Created attachment 219721 [details] Kernel configuration Steps to reproduce: * Armada 385 board (88F6820) * Linux 4.4.10 (or later up to Linux 4.7-rc3) * Marvell-cesa enabled on kernel configuration (full conf as attachment) * Device tree: armada-385-db-ap.dts # cryptsetup benchmark --cipher aes-cbc Actual results: Kernel messages during boot: marvell-cesa f1090000.crypto: CESA device successfully registered mv_xor f1060800.xor: Marvell shared XOR driver mv_xor f1060800.xor: Marvell XOR (Registers Mode): ( xor cpy intr ) mv_xor f1060900.xor: Marvell shared XOR driver mv_xor f1060900.xor: Marvell XOR (Registers Mode): ( xor cpy intr ) Cryptsetup benchmark never completes and the device locks up. Expected results: Cryptsetup benchmark completed. Additional information: After some testing and debugging, I can workaround this issue by disabling TDMA: --- a/drivers/crypto/marvell/cesa.c +++ b/drivers/crypto/marvell/cesa.c @@ -239,7 +239,7 @@ static const struct mv_cesa_caps armada_xp_caps = { .ncipher_algs = ARRAY_SIZE(armada_370_cipher_algs), .ahash_algs = armada_370_ahash_algs, .nahash_algs = ARRAY_SIZE(armada_370_ahash_algs), - .has_tdma = true, + .has_tdma = false, }; static const struct of_device_id mv_cesa_of_match_table[] = { After patching I can run the cryptsetup benchmark with following results: # Tests are approximate using memory only (no storage IO). # Algorithm | Key | Encryption | Decryption aes-cbc 256b 51.0 MiB/s 50.5 MiB/s Performance is slightly better than without acceleration which is approx. 25 MiB/s. The device still hangs after a couple of crypto tasks, e.g. when writing a few hundred MiB of data to btrfs which is on top of luks. I'm using Linux-yocto 4.4.10 and tried to update drivers/crypto/marvell and drivers/dma/mv_xor.* to Linux 4.7-rc3-version. I haven't noticed any difference with 4.4.10 -version. I'm primarily using a custom dts, but I tested with an unmodified armada-385-db-ap.dts with the same results.

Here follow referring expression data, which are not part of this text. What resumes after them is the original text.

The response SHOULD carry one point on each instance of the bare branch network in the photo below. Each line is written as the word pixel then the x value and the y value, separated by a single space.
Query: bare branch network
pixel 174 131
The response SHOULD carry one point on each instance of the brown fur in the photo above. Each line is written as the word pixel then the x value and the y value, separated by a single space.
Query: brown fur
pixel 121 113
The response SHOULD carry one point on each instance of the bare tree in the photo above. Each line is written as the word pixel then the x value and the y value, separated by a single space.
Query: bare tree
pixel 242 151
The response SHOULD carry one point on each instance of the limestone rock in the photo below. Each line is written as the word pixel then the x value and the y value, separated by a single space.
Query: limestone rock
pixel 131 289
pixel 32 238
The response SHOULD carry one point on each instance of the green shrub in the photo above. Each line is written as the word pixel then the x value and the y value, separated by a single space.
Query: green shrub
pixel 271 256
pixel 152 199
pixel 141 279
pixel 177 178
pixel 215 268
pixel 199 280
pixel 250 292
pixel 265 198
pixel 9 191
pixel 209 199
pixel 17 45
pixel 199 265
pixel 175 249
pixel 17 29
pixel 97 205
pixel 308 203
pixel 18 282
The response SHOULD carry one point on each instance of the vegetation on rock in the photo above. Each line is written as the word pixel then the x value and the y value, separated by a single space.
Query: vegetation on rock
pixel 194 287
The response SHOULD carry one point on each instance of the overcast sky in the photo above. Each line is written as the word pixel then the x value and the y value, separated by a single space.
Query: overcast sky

Some updates: Linux 4.8-rc2 fixes random locks when tdma is disabled. Important commit is "ARM: mvebu: fix HW I/O coherency related deadlocks". Still the device always completely freezes without the patch provided above. The patch is not really workaround because it kills too much performance.

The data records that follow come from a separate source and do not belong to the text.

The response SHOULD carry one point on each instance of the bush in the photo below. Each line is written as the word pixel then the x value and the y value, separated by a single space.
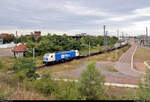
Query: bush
pixel 5 92
pixel 91 83
pixel 67 91
pixel 144 87
pixel 45 85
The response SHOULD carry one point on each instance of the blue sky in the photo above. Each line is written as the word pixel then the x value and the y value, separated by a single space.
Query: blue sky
pixel 75 16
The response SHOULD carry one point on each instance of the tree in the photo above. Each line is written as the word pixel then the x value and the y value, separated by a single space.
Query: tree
pixel 91 83
pixel 25 68
pixel 46 85
pixel 144 87
pixel 67 91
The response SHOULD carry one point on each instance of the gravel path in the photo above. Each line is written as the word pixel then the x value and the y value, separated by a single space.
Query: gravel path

This bug seems to be a memory mapping related problem. I have used mem= kernel-parameter and that triggers the problem. Some mem-values works and others not. Working values are: (with device with 1 GiB of RAM) 256M (and up to 60k below) 512M (and up to 60k below) 768M (and up to 60k below) 1024M (and up to 60k below) All other tried values causes the problem described above.